By Kirsten Grover, Netzwerk Solidarische Landwirtschaft
“Reaching the region” was the title and theme of the Solawi movement meeting that took place at the beginning of February. Around 120 people traveled to Freiburg from the whole of Germany to exchange ideas on how solidarity-based agriculture (Solawi) can grow beyond the niche position.
The movement wants to make a contribution to the transformation of the agricultural system and social change. There are many questions linked to this: can CSA farms significantly support the supply of entire cities and regions? How can Solawi processes and Solawi culture be translated into larger or more complex contexts? What are the limits and what conditions are necessary?
Three keynote speeches highlighted different experiences, showing how Solawi could become even more relevant for regional supply and the transformation of agriculture – and what challenges will need to be faced. As always, a variety of topics were movdiscussedin the Workshops and Open Spaces. The Closing workshop of the Erasmus+ Solid Base Project, issues on Education and Learning in Solawi, the Introduction of the Nascent Project introduced by the universities of Siegen and Oldenburg, Sociocracy, agroforestry, IT infrastructures, experiences of how to strucure Solawi co-operation projects, the feminist perspective on working conditions in agricultre and other issues where worked on in a dense and lively atmosphere.

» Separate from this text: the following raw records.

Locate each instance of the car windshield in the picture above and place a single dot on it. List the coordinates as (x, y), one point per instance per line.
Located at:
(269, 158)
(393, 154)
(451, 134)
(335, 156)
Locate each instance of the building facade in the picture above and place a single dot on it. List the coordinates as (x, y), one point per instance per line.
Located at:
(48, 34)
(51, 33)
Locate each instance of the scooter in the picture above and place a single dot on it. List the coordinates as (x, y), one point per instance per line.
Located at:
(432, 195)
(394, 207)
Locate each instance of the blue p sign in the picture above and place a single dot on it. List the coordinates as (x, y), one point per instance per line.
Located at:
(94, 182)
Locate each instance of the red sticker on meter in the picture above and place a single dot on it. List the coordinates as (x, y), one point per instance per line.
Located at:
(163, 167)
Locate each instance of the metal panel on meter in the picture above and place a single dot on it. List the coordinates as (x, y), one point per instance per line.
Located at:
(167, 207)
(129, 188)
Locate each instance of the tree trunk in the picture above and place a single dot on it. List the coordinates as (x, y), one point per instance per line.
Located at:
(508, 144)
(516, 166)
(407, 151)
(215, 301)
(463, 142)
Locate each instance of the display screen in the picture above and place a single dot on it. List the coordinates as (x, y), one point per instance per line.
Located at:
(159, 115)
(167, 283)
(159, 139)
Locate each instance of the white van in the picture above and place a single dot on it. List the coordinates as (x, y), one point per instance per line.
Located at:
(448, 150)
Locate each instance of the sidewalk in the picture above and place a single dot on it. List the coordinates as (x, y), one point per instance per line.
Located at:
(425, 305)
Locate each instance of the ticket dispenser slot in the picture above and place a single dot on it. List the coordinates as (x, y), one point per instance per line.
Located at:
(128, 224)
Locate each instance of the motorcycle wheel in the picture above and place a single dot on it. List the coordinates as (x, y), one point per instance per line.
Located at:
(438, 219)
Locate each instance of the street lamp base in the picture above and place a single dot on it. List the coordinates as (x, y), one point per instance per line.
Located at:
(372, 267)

Solawi is diverse: it is composed of there are companies of various sizes and legal forms with different organizational structures. Family-run family businesses meet consumer cooperatives, animal husbandry or vegan vegetable growing, large structures or small farms, traditional businesses or spontaneous projects. A fishbowl exercise brought all of this diversity together and achieved a discussion that highlighted the common ground. This made it clear that we are moving forward together, step by step, also with different strategies and questioning our actions.
The hurricane Sabine announced of the day of departure symbolically showed that we can face challenges with such a large group. Decisions were made that showed both flexibility and transparency, and the meeting was rounded off three hours before the planned end, so that everyone could drive home safely without stress. This is the basis for growing trust – and this is what is needed in this time of transformation.